De kleine Fredo emigreert na de dood van zijn moeder met zijn vader naar Engeland. Ze bouwen er een goed leven op. Maar wanneer Mussolini aan de macht komt, worden alle Italiaanse emigranten als verraders en fascisten opgepakt. Beerten verwerkt dit historisch gegeven in haar verhaal: Fredo weet te ontkomen, maar zijn vader sterft.

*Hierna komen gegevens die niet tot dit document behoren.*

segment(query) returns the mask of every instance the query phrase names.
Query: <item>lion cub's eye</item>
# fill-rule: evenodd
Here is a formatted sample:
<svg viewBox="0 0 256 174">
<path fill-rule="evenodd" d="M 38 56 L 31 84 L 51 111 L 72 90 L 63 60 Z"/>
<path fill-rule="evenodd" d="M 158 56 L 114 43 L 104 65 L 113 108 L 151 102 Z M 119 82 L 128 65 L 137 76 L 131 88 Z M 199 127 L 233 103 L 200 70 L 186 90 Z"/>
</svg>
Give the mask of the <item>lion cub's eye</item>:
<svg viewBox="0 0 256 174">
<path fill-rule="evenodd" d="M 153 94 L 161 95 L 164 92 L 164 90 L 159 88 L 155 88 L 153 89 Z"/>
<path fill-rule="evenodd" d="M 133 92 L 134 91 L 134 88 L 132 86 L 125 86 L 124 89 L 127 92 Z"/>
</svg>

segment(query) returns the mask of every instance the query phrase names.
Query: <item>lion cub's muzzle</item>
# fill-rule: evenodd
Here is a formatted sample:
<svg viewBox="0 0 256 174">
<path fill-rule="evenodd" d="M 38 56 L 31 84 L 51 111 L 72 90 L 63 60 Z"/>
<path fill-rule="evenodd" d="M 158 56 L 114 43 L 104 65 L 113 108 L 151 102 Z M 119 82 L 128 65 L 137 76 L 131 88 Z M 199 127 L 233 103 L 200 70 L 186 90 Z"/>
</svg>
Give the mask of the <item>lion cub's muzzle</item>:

Na de oorlog gaat de inmiddels volwassen Fredo met zijn nieuwe vriend Luigi terug naar Italië, waar hij wordt opgenomen in diens gezin. Maar opnieuw is er tegenslag. Zoals Fredo zegt: ‘het leven dat vanzelf weer in zijn plooi valt’, dat is nu ‘eenmaal niet wat levens doen’.
Halverwege het boek verschuift het perspectief van Fredo naar Gianni, Luigi’s zoon. Weer is er een kleine jongen die moet zien op te boksen tegen het leven. Zijn ouders vertrekken naar België om daar in de mijnen geld te verdienen, Gianni blijft achter bij zijn tante en Fredo. Mooi schetst Els Beerten zijn verdriet en onmacht, en hoe Fredo hem helpt die gevoelens te hanteren en door te gaan met leven.
Na haar opus magnum Allemaal willen we de hemel (2008) schreef Beerten wederom een magistraal verhaal. Ze heeft de gave om personages te creëren die onder je huid gaan zitten. Niet met grote woorden, maar eerder terloops en tussen de regels. Het boek gaat over hoe je ook in barre tijden menselijk en hoopvol kunt blijven. Tijdloze thema’s, maar in onze tijd extra klemmend en relevant.
(Deze recensie verscheen eerder in Didactief, april 2022).